What I found interesting about Hertzfeld’s take on the book is that it reinforces something that I discussed with John Siracusa on Upgrade: This feels very much like a book that has decided on a narrative and is committed to shoehorning historical events into that narrative. It’s a tale of Jobs having a disastrous beginning before finally learning how to become a success during his time away from Apple.
The authors hardly interviewed any Apple employees from the early days, so there’s no new reporting here to justify their negativity; they seem to be trashing Steve’s early career simply to accentuate the contrast with his later one… The agenda flips after Steve returns to Apple a few years later.
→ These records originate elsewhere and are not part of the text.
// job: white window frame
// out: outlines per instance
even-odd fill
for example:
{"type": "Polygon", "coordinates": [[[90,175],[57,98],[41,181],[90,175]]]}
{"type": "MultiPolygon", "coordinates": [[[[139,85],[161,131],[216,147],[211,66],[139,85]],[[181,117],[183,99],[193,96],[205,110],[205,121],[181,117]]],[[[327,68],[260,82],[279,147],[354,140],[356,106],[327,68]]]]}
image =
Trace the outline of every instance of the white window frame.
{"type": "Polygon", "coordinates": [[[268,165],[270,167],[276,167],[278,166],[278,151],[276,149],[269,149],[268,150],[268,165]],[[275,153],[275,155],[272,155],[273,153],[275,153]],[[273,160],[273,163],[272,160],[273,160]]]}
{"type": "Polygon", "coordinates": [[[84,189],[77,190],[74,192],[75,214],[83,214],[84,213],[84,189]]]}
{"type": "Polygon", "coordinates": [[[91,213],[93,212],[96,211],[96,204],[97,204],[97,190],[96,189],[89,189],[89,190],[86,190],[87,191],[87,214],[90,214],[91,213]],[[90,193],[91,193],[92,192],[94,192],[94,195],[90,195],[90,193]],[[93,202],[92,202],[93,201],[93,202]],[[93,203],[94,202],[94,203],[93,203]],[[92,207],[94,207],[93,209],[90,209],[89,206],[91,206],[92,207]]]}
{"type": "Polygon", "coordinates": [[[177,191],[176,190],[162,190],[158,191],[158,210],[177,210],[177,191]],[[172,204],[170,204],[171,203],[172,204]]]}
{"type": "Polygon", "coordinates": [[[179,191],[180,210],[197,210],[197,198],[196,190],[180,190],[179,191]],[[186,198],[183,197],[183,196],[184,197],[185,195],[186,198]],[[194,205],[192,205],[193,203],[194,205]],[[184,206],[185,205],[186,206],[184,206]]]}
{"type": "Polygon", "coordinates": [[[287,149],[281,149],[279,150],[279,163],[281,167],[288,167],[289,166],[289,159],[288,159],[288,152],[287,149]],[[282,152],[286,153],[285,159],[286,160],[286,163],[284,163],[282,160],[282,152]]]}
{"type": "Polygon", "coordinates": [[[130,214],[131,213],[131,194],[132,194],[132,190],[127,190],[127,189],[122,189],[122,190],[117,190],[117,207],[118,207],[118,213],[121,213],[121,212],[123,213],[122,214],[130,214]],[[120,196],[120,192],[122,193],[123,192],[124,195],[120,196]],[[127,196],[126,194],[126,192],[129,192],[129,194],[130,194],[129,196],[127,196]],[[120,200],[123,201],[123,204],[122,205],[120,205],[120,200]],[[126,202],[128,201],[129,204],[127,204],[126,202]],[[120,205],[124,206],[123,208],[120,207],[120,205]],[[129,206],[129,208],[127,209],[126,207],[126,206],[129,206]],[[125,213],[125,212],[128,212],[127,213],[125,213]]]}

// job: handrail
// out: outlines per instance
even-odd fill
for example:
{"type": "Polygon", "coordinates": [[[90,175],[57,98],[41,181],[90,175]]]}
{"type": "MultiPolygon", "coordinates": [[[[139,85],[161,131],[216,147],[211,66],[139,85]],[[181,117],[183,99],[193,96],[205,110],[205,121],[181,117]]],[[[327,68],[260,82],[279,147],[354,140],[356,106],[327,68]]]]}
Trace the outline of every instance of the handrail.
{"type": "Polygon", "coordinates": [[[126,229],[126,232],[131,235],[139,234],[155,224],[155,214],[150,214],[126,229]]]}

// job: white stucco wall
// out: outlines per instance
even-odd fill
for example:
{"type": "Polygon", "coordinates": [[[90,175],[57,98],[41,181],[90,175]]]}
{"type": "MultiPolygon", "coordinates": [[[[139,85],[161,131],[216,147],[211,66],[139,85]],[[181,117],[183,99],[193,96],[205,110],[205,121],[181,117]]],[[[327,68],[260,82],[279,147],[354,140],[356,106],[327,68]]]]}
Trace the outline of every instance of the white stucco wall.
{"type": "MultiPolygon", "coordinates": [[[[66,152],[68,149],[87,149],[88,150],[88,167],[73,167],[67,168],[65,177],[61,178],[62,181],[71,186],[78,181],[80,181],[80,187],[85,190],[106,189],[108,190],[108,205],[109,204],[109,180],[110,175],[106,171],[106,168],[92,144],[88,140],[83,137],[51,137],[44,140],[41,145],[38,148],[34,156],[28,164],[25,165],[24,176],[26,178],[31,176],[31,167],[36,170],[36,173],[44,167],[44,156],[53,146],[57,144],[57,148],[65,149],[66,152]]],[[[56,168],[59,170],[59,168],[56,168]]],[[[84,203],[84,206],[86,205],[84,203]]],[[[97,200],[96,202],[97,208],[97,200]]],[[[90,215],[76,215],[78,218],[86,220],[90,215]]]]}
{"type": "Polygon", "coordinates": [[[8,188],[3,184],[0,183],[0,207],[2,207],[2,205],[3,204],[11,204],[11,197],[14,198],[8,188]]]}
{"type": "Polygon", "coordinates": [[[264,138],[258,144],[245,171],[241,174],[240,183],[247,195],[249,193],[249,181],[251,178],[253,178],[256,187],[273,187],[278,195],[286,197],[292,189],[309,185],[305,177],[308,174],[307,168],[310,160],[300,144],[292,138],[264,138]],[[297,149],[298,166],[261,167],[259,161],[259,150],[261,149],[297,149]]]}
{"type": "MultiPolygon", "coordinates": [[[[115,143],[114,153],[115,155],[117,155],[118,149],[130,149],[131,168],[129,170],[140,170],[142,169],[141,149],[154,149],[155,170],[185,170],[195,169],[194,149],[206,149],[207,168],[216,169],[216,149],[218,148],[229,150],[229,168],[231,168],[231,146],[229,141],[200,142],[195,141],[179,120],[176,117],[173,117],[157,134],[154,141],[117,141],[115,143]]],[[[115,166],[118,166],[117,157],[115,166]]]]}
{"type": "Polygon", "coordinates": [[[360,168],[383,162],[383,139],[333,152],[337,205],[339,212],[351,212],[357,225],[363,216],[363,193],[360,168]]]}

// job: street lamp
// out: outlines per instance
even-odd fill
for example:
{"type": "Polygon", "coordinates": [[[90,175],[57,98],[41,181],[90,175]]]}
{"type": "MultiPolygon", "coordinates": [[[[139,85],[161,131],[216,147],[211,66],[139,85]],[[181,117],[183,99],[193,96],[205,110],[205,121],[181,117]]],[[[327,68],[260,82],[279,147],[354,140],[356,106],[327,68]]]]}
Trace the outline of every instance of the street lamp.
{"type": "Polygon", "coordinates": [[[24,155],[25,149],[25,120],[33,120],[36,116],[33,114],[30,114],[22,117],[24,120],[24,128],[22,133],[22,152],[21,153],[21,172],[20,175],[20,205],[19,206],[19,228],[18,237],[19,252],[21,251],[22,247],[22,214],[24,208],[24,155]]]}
Now it’s time to obscure problems instead of waxing lyrical about them. The main strategy is to simply ignore unpleasant episodes, or to sweep them into a single chapter near the end, entitled “Blind Spots, Grudges, and Sharp Elbows,” so they don’t have to tarnish the main chronological account.
In my opinion, their central thesis is simplistic and trite.
I’m not sure I buy the book’s thesis either, though I think it’s at least worth considering. And I agree with Hertzfeld that Becoming Steve Jobs is worth reading for the narrator’s personal interactions with Jobs and the tidbits from current and former Apple executives. I also don’t seem to be as high on the Isaacson biography as Hertzfeld is.
I do know this: I think I’ve read enough Steve Jobs biographies for a long time.